BOTH2Hands: Inferring 3D Hands from Both Text Prompts and Body Dynamics

December 13, 2023 · Declared Dead · 🏛 Computer Vision and Pattern Recognition

"No code URL or promise found in abstract"

Evidence collected by the PWNC Scanner

Authors Wenqian Zhang, Molin Huang, Yuxuan Zhou, Juze Zhang, Jingyi Yu, Jingya Wang, Lan Xu arXiv ID 2312.07937 Category cs.CV: Computer Vision Citations 8 Venue Computer Vision and Pattern Recognition Last Checked 4 months ago

Abstract

The recently emerging text-to-motion advances have spired numerous attempts for convenient and interactive human motion generation. Yet, existing methods are largely limited to generating body motions only without considering the rich two-hand motions, let alone handling various conditions like body dynamics or texts. To break the data bottleneck, we propose BOTH57M, a novel multi-modal dataset for two-hand motion generation.

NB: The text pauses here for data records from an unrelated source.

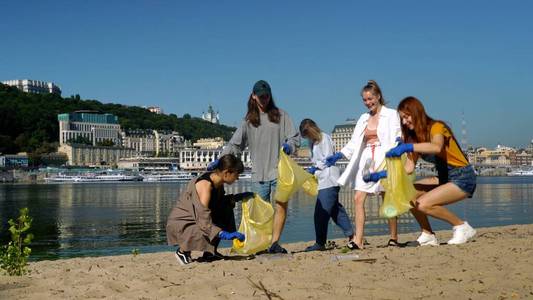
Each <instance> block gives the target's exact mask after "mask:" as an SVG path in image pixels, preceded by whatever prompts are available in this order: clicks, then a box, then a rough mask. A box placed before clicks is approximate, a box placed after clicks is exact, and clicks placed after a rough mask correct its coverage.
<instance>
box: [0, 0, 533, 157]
mask: <svg viewBox="0 0 533 300" xmlns="http://www.w3.org/2000/svg"><path fill="white" fill-rule="evenodd" d="M289 2H290V3H289ZM532 12H533V4H531V2H530V1H372V2H371V1H366V2H355V1H350V2H344V1H338V2H333V1H320V2H313V1H279V2H278V1H221V0H218V1H188V2H185V1H4V2H3V3H2V4H1V9H0V25H1V26H0V28H2V39H1V40H0V41H1V42H0V43H1V44H0V80H8V79H24V78H29V79H38V80H46V81H53V82H56V83H58V84H59V85H60V86H61V88H62V89H63V95H64V96H69V95H73V94H80V95H81V97H82V98H84V99H97V100H100V101H102V102H115V103H122V104H128V105H140V106H142V105H159V106H161V107H162V108H163V109H164V110H165V112H166V113H175V114H177V115H179V116H181V115H183V114H184V113H190V114H191V115H194V116H199V115H200V114H201V113H202V111H205V110H206V109H207V106H208V105H209V104H212V105H213V106H214V107H215V109H217V110H219V112H220V115H221V121H222V123H224V124H228V125H233V126H236V125H237V124H239V122H240V120H241V119H242V118H243V116H244V114H245V110H246V101H247V98H248V95H249V93H250V90H251V88H252V85H253V83H254V82H255V81H256V80H259V79H265V80H267V81H269V82H270V84H271V86H272V89H273V93H274V98H275V99H276V102H277V104H278V106H279V107H281V108H282V109H284V110H286V111H287V112H288V113H289V114H290V115H291V117H292V119H293V120H294V123H295V126H297V125H298V124H299V122H300V120H301V119H302V118H305V117H310V118H313V119H315V121H317V123H318V124H319V126H320V127H322V128H323V129H324V130H325V131H328V132H330V131H331V130H332V129H333V126H334V125H335V124H339V123H342V122H343V121H344V120H345V119H346V118H357V117H358V116H359V115H360V114H361V113H363V112H364V106H363V104H362V102H361V98H360V96H359V91H360V89H361V87H362V85H363V84H364V83H365V82H366V81H367V80H368V79H375V80H376V81H377V82H378V83H379V84H380V85H381V87H382V89H383V92H384V95H385V98H386V99H387V100H388V102H389V105H390V106H392V107H396V105H397V104H398V102H399V101H400V100H401V99H402V98H403V97H405V96H409V95H413V96H417V97H419V98H420V99H421V100H422V101H423V102H424V104H425V105H426V109H427V111H428V113H429V114H430V115H431V116H433V117H434V118H437V119H442V120H445V121H447V122H449V123H450V125H451V126H452V128H453V129H454V131H455V132H456V133H457V135H458V139H460V138H461V137H460V132H461V113H462V112H464V115H465V118H466V121H467V125H466V127H467V131H468V141H469V144H473V145H475V146H479V145H486V146H489V147H493V146H495V145H496V144H498V143H500V144H505V145H509V146H525V145H527V144H529V142H530V140H531V139H532V138H533V117H532V113H533V18H532V17H531V14H532Z"/></svg>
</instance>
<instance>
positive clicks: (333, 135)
mask: <svg viewBox="0 0 533 300" xmlns="http://www.w3.org/2000/svg"><path fill="white" fill-rule="evenodd" d="M356 123H357V121H356V120H354V119H347V120H346V122H345V123H344V124H340V125H335V127H334V128H333V132H332V133H331V139H332V140H333V144H334V145H335V152H339V151H341V149H342V148H343V147H344V146H345V145H346V144H348V142H349V141H350V139H351V138H352V134H353V131H354V129H355V124H356Z"/></svg>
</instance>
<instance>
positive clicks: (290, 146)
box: [281, 143, 291, 155]
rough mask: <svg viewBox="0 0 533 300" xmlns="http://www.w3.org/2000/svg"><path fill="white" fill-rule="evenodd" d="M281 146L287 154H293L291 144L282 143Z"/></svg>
mask: <svg viewBox="0 0 533 300" xmlns="http://www.w3.org/2000/svg"><path fill="white" fill-rule="evenodd" d="M281 148H283V152H285V154H287V155H290V154H291V146H289V144H287V143H283V145H281Z"/></svg>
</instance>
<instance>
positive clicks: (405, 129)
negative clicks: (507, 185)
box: [386, 97, 476, 246]
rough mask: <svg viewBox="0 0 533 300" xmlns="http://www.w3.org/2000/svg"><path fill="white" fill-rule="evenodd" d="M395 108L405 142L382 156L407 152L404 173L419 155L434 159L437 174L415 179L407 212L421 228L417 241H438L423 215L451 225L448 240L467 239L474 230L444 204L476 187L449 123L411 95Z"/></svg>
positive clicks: (426, 219) (469, 196) (473, 190)
mask: <svg viewBox="0 0 533 300" xmlns="http://www.w3.org/2000/svg"><path fill="white" fill-rule="evenodd" d="M398 112H399V114H400V118H401V122H402V135H403V138H404V140H405V142H406V143H400V144H399V145H398V146H396V147H395V148H392V149H391V150H390V151H389V152H387V153H386V156H387V157H399V156H401V155H402V154H403V153H408V155H407V157H408V160H407V164H406V169H407V171H408V173H411V172H413V170H414V167H415V164H416V161H417V160H418V158H420V157H421V158H422V159H424V160H425V161H428V162H431V163H434V164H435V167H436V169H437V173H438V178H437V177H431V178H424V179H422V180H420V181H417V182H416V183H415V188H416V189H417V198H416V200H415V202H414V203H413V204H414V208H413V209H412V210H411V212H412V213H413V215H414V216H415V218H416V220H417V221H418V223H419V224H420V227H421V228H422V234H421V235H420V237H419V238H418V239H417V242H418V244H419V245H421V246H424V245H438V241H437V238H436V236H435V233H434V232H433V230H432V229H431V225H430V223H429V220H428V218H427V216H432V217H434V218H437V219H440V220H443V221H446V222H448V223H450V224H451V225H452V226H453V237H452V239H450V240H449V241H448V244H463V243H465V242H467V241H468V240H470V239H471V238H472V237H474V235H475V234H476V231H475V230H474V228H472V227H471V226H470V225H469V224H468V223H467V222H466V221H463V220H461V219H460V218H459V217H458V216H456V215H455V214H454V213H452V212H451V211H449V210H448V209H446V208H445V207H444V206H445V205H448V204H452V203H455V202H457V201H460V200H463V199H465V198H467V197H468V198H471V197H472V195H473V193H474V191H475V189H476V174H475V172H474V168H473V167H472V166H471V165H470V164H469V163H468V160H467V158H466V156H465V155H464V153H463V152H462V150H461V148H460V147H459V143H457V140H456V139H455V137H454V135H453V133H452V131H451V129H450V127H448V125H446V123H444V122H443V121H438V120H434V119H432V118H431V117H430V116H428V115H427V114H426V111H425V109H424V106H423V105H422V102H420V100H418V99H417V98H415V97H407V98H405V99H403V100H402V101H401V102H400V104H398Z"/></svg>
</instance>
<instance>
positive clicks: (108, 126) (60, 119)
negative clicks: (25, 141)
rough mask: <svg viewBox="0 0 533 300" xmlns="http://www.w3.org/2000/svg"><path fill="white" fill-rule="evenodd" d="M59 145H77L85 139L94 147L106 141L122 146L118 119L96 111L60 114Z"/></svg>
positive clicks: (58, 116) (109, 114)
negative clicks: (59, 144)
mask: <svg viewBox="0 0 533 300" xmlns="http://www.w3.org/2000/svg"><path fill="white" fill-rule="evenodd" d="M57 119H58V121H59V144H60V145H64V144H67V143H75V141H80V139H83V140H85V141H90V143H91V144H92V145H93V146H96V145H97V144H99V143H103V142H105V141H112V142H113V143H114V145H116V146H119V145H121V141H120V125H119V124H118V117H117V116H115V115H112V114H102V113H99V112H95V111H77V112H74V113H66V114H59V115H58V116H57Z"/></svg>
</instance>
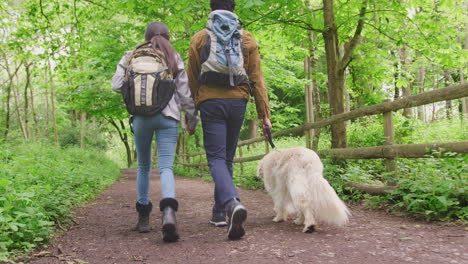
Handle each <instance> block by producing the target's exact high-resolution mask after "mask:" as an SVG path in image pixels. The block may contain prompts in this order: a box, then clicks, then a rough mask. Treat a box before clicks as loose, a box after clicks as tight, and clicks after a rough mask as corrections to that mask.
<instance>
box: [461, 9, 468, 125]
mask: <svg viewBox="0 0 468 264" xmlns="http://www.w3.org/2000/svg"><path fill="white" fill-rule="evenodd" d="M466 7H467V4H466V1H465V10H466ZM463 49H464V50H465V51H466V50H467V49H468V33H466V32H465V41H464V43H463ZM466 66H468V65H465V68H466ZM460 82H461V83H465V74H464V69H463V68H462V69H460ZM461 100H462V112H463V113H462V114H463V115H464V116H465V118H468V97H465V98H461Z"/></svg>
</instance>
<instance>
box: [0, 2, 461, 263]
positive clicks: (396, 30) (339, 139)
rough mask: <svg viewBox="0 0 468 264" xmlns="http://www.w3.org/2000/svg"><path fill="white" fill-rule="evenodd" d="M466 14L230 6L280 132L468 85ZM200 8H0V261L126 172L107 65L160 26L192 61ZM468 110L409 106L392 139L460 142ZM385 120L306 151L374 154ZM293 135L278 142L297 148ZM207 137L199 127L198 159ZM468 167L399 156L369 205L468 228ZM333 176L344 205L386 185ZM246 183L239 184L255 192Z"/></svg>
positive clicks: (64, 3) (33, 3) (154, 5)
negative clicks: (259, 62)
mask: <svg viewBox="0 0 468 264" xmlns="http://www.w3.org/2000/svg"><path fill="white" fill-rule="evenodd" d="M467 5H468V3H467V1H466V0H412V1H409V0H388V1H378V0H368V1H360V0H355V1H349V0H335V1H332V0H323V1H317V0H275V1H273V0H238V1H237V6H236V14H237V15H238V16H239V18H240V19H241V21H242V23H243V27H244V28H245V29H246V30H248V31H250V32H252V34H253V35H254V37H255V38H256V40H257V42H258V44H259V47H260V53H261V56H262V67H263V71H264V74H265V78H266V82H267V88H268V93H269V96H270V104H271V108H272V118H271V120H272V124H273V130H274V131H279V130H281V129H285V128H290V127H294V126H297V125H300V124H303V123H305V122H311V121H314V120H321V119H324V118H328V117H330V116H331V115H334V114H339V113H343V112H346V111H350V110H352V109H357V108H359V107H361V106H365V105H373V104H377V103H380V102H382V101H383V100H386V99H390V100H396V99H398V98H401V97H404V96H409V95H414V94H418V93H422V92H424V91H429V90H434V89H439V88H443V87H447V86H449V85H451V84H460V83H464V82H465V76H466V74H467V67H466V66H467V58H468V56H467V48H468V32H467V27H466V26H467V22H468V21H467V14H466V12H467ZM209 12H210V10H209V1H207V0H204V1H188V0H166V1H150V0H138V1H137V0H60V1H54V0H3V1H1V2H0V105H1V107H0V149H1V151H0V158H1V161H0V164H1V165H0V195H1V196H0V260H1V259H2V257H3V258H6V256H8V255H9V254H10V253H11V252H20V251H22V250H27V249H29V248H32V247H34V246H35V245H37V244H38V243H42V242H43V241H45V240H47V238H48V236H49V235H50V232H51V227H52V226H54V225H59V226H60V225H61V223H62V222H65V221H66V220H65V219H67V216H68V214H69V209H70V208H72V207H73V206H76V204H79V203H80V202H81V201H83V200H86V199H90V198H91V197H93V196H94V195H95V193H96V192H97V191H99V190H100V189H102V188H104V187H105V186H107V185H108V184H110V183H112V181H114V180H115V179H116V178H117V177H118V174H119V172H118V168H119V167H120V168H122V167H131V166H135V162H134V160H135V156H134V146H133V142H132V136H131V134H130V130H129V126H128V114H127V112H126V110H125V108H124V105H123V103H122V99H121V95H120V94H117V93H115V92H113V91H112V90H111V89H110V80H111V77H112V75H113V73H114V71H115V69H116V64H117V62H118V61H119V60H120V58H121V56H122V55H123V54H124V52H125V51H127V50H131V49H133V48H134V47H135V46H136V45H138V44H140V43H142V41H143V34H144V31H145V28H146V25H147V24H148V23H150V22H152V21H162V22H164V23H166V24H167V25H168V27H169V28H170V31H171V42H172V44H173V46H174V47H175V49H176V50H177V51H178V52H179V53H180V54H181V56H182V58H183V59H184V60H186V58H187V55H188V45H189V41H190V37H191V36H192V35H193V34H194V33H195V32H197V31H199V30H201V29H203V28H204V25H205V23H206V19H207V15H208V14H209ZM307 100H309V102H310V103H309V104H306V103H305V102H306V101H307ZM467 114H468V98H462V99H459V100H451V101H446V102H441V103H435V104H432V105H426V106H420V107H417V108H411V109H405V110H404V111H401V112H398V113H396V114H395V115H394V118H395V122H396V143H399V144H405V143H431V142H449V141H462V140H467V138H468V135H467V129H466V123H465V122H466V116H467ZM255 116H256V113H255V107H254V104H253V103H251V104H249V109H248V114H247V117H246V121H245V123H244V127H243V129H242V134H241V138H242V139H247V138H252V137H256V136H258V135H259V128H258V124H259V121H258V120H257V119H256V117H255ZM381 124H382V119H381V118H379V117H368V118H361V119H358V120H353V121H351V122H342V123H341V124H337V125H334V126H332V127H331V128H327V129H321V131H320V134H319V137H317V140H315V141H314V148H315V149H317V148H322V149H323V148H331V147H332V148H343V147H364V146H375V145H382V144H383V142H384V138H383V133H382V127H381ZM302 136H303V135H291V136H290V137H289V138H288V139H282V141H281V142H278V145H280V146H282V147H290V146H293V145H298V144H299V143H298V142H303V140H302V139H300V138H301V137H302ZM201 137H202V133H201V128H200V127H199V128H198V130H197V132H196V134H195V137H193V139H192V140H193V141H192V142H193V144H192V145H193V149H194V150H195V149H198V148H200V145H201ZM466 164H467V157H466V155H456V154H449V156H448V157H447V158H446V159H437V160H435V159H431V158H430V157H428V159H427V160H422V161H414V160H402V161H400V164H399V167H400V170H401V174H402V175H404V178H403V181H404V180H406V183H407V184H409V185H404V186H406V187H405V188H406V189H405V188H401V189H400V191H399V192H397V194H395V195H393V196H385V197H379V198H368V199H367V200H366V201H367V202H368V204H369V205H373V206H377V207H386V208H392V209H395V210H400V211H401V210H403V211H406V212H410V213H411V212H412V213H413V215H414V216H416V217H421V218H425V219H438V220H461V221H466V219H467V215H468V212H467V209H466V205H467V203H468V202H467V200H468V198H467V187H466V186H468V185H467V183H468V179H467V177H466V175H468V173H467V172H468V168H467V165H466ZM252 166H254V165H252ZM333 166H334V165H333V164H330V167H329V168H330V169H329V171H328V177H329V180H330V181H331V182H333V183H334V187H335V188H336V189H337V191H338V192H339V193H340V195H343V196H344V197H347V198H345V199H349V200H356V201H358V200H361V199H363V197H364V195H363V194H360V193H355V192H352V193H349V190H348V191H347V190H346V189H345V188H343V187H342V186H341V185H340V182H342V180H343V179H344V178H346V179H352V180H358V181H360V182H373V181H376V180H378V179H380V178H382V171H383V169H382V165H381V164H379V163H378V162H377V161H356V162H353V163H350V164H349V165H348V167H346V169H343V168H339V167H333ZM178 170H179V173H180V174H184V173H185V174H187V171H184V169H183V168H179V169H178ZM104 172H105V173H104ZM83 175H85V176H86V177H84V176H83ZM254 181H255V180H254V178H252V179H245V178H243V179H236V182H237V183H239V184H240V185H243V186H247V187H255V188H257V187H260V188H261V186H258V184H256V183H255V182H254ZM83 183H86V184H83ZM402 183H403V182H401V183H400V184H402ZM401 186H403V185H401ZM72 190H73V191H72ZM65 193H73V194H74V195H68V196H67V197H66V198H65V195H64V194H65ZM54 196H55V197H57V196H60V197H64V198H63V199H64V200H65V201H66V202H63V201H62V202H61V203H58V202H57V201H56V200H55V199H52V198H51V197H54ZM415 201H416V202H415ZM27 214H29V215H32V217H29V218H28V217H26V216H25V215H27ZM38 234H41V235H38ZM1 250H3V251H4V253H2V252H1Z"/></svg>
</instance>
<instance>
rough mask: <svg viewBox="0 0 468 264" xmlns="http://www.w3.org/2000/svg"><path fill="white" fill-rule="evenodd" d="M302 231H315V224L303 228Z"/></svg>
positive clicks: (308, 231) (311, 231) (302, 231)
mask: <svg viewBox="0 0 468 264" xmlns="http://www.w3.org/2000/svg"><path fill="white" fill-rule="evenodd" d="M302 232H304V233H313V232H315V225H310V226H306V227H304V230H302Z"/></svg>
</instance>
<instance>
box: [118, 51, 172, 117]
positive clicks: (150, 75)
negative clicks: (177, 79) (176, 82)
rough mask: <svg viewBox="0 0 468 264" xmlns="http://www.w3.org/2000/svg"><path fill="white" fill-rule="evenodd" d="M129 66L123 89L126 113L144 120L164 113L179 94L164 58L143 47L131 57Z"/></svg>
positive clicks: (127, 63)
mask: <svg viewBox="0 0 468 264" xmlns="http://www.w3.org/2000/svg"><path fill="white" fill-rule="evenodd" d="M127 65H128V68H127V69H126V74H125V80H124V85H123V87H122V96H123V99H124V102H125V106H126V108H127V111H128V112H129V113H130V114H132V115H143V116H153V115H155V114H157V113H159V112H161V111H162V110H163V109H164V108H165V107H166V106H167V104H168V103H169V101H170V100H171V99H172V97H173V95H174V92H175V90H176V85H175V81H174V80H173V78H172V75H171V73H170V72H169V68H168V66H167V62H166V59H165V57H164V54H163V53H162V52H161V51H160V50H155V49H153V48H152V47H151V45H150V44H149V43H144V44H142V45H140V46H138V47H137V48H136V49H135V50H134V51H133V52H132V54H130V56H129V58H128V60H127Z"/></svg>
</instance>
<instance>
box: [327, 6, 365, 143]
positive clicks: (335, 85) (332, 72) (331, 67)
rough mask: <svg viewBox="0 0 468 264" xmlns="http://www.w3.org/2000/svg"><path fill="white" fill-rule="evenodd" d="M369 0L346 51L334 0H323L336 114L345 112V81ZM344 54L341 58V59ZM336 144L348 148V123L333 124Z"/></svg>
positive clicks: (359, 12)
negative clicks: (347, 140) (339, 47)
mask: <svg viewBox="0 0 468 264" xmlns="http://www.w3.org/2000/svg"><path fill="white" fill-rule="evenodd" d="M366 10H367V1H363V2H362V5H361V9H360V10H359V16H358V17H359V20H358V23H357V25H356V30H355V32H354V35H353V37H352V39H351V40H350V41H349V42H348V43H347V45H346V46H345V47H344V54H343V55H342V56H340V54H339V39H338V29H337V27H336V24H335V14H334V11H333V0H323V17H324V28H325V30H324V31H323V32H322V34H323V38H324V40H325V53H326V57H327V75H328V98H329V104H330V112H331V114H332V115H337V114H341V113H344V81H345V71H346V68H347V67H348V65H349V63H350V62H351V56H352V55H353V52H354V49H355V48H356V47H357V45H358V44H359V41H360V38H361V32H362V29H363V27H364V21H365V15H366ZM340 58H341V59H340ZM331 134H332V148H346V146H347V140H346V123H345V122H339V123H336V124H333V125H331Z"/></svg>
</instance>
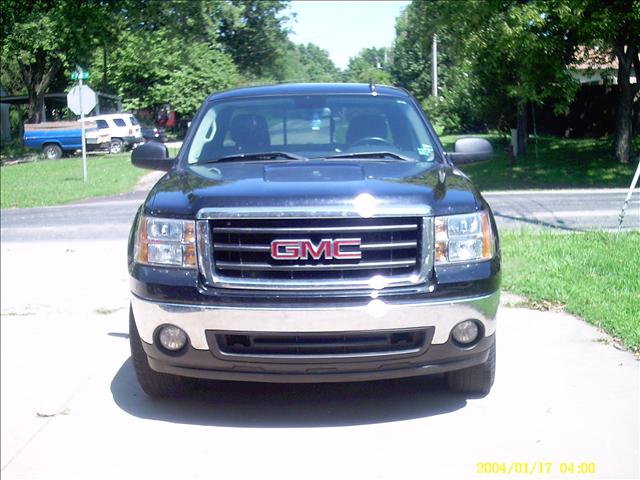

Our dataset includes accurate motion tracking for the human body and hands and provides pair-wised finger-level hand annotations and body descriptions. We further provide a strong baseline method, BOTH2Hands, for the novel task: generating vivid two-hand motions from both implicit body dynamics and explicit text prompts. We first warm up two parallel body-to-hand and text-to-hand diffusion models and then utilize the cross-attention transformer for motion blending. Extensive experiments and cross-validations demonstrate the effectiveness of our approach and dataset for generating convincing two-hand motions from the hybrid body-and-textual conditions. Our dataset and code will be disseminated to the community for future research.